10

I have to provide data exports from Mathematica to CSV format and it is very slow compared to other formats as can be seen in the following table:

  • JSON, 15 sec, 8.4 MB
  • TXT, 23 sec, 5.6 MB
  • XLSX, 37 sec, 3.0 MB
  • CSV, 704 sec, 4.4 MB

Can somebody give me a hint on how to speed this up? Or an explanation why it is so slow?

Sjoerd C. de Vries
  • 65,815
  • 14
  • 188
  • 323
Patrick Bernhard
  • 707
  • 5
  • 12

2 Answers2

12

Intermediate ExportString makes "CSV" exports much faster

I actually can reproduce this extraordinary slow CSV export on my two systems, on a "9.0 for Microsoft Windows (32-bit) (January 24, 2013)" even when I work locally (see below), and on a "9.0 for Mac OS X x86 (64-bit) (January 24, 2013)" when I work over a network share (not shown here):

t = RandomReal[{0, 1000}, {4000, 80}];

Export[FileNameJoin[{$TemporaryDirectory, "Matrix.CSV"}], t, "CSV"]

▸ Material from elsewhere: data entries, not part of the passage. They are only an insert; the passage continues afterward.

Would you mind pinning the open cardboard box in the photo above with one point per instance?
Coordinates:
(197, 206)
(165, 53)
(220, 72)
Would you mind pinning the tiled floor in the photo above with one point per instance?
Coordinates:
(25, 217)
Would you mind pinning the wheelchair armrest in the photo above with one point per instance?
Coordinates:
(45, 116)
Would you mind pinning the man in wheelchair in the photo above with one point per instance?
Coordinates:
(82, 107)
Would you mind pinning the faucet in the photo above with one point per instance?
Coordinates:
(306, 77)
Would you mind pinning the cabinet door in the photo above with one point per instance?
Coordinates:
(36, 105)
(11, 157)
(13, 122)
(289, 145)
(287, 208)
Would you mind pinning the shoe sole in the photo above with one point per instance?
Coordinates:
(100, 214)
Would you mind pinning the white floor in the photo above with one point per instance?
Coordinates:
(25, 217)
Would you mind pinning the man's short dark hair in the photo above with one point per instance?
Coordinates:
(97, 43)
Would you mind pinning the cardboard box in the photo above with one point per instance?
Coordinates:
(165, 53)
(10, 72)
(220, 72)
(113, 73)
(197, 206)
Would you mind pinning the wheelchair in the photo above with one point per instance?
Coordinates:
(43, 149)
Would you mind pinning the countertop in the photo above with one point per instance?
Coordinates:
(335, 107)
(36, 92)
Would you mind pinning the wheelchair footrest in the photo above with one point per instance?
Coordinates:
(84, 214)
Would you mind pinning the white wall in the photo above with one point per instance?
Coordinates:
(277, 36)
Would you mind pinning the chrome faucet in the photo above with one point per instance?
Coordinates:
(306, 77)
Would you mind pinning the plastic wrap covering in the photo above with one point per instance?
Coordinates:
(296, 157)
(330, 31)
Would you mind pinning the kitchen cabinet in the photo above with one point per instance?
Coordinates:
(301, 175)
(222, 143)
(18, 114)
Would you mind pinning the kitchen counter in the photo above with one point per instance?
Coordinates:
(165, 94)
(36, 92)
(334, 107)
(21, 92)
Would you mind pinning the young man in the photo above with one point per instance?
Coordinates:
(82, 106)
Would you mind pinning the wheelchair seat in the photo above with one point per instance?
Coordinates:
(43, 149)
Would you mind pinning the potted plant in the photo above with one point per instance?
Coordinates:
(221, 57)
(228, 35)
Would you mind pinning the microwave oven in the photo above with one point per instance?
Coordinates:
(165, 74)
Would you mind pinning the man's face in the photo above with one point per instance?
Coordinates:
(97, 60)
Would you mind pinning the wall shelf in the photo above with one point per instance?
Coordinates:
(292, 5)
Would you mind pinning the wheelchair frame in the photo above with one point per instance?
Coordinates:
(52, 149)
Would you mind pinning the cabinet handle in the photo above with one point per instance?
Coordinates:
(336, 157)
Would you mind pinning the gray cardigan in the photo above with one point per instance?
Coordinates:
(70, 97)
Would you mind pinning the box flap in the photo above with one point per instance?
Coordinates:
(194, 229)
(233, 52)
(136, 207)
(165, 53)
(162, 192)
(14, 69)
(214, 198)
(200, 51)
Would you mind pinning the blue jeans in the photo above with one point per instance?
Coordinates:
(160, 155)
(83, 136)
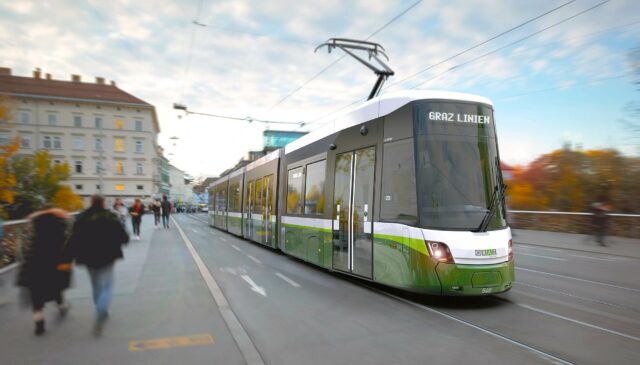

This may take eons. Let's see how long it takes:

{FileExtension@#, First@AbsoluteTiming[Export[#, t, FileExtension@#]],
     FileByteCount@#} & /@ {FileNameJoin[{$TemporaryDirectory, 
     "Matrix.CSV"}]} // Grid

CSV 159.78120 5815838

To me, this amazingly long time seems to be caused by laborious interactions with the file system, in particular I suspect every line of the CSV is being sent separately. That is why I propose a work around, where firstly all data is "CSV"ed using ExportString and secondly is exported using the simple "Table" formatting, which seems to work en bloc:

Export[FileNameJoin[{$TemporaryDirectory, "Matrix.CSV"}],  ExportString[t, "CSV"], "Table"]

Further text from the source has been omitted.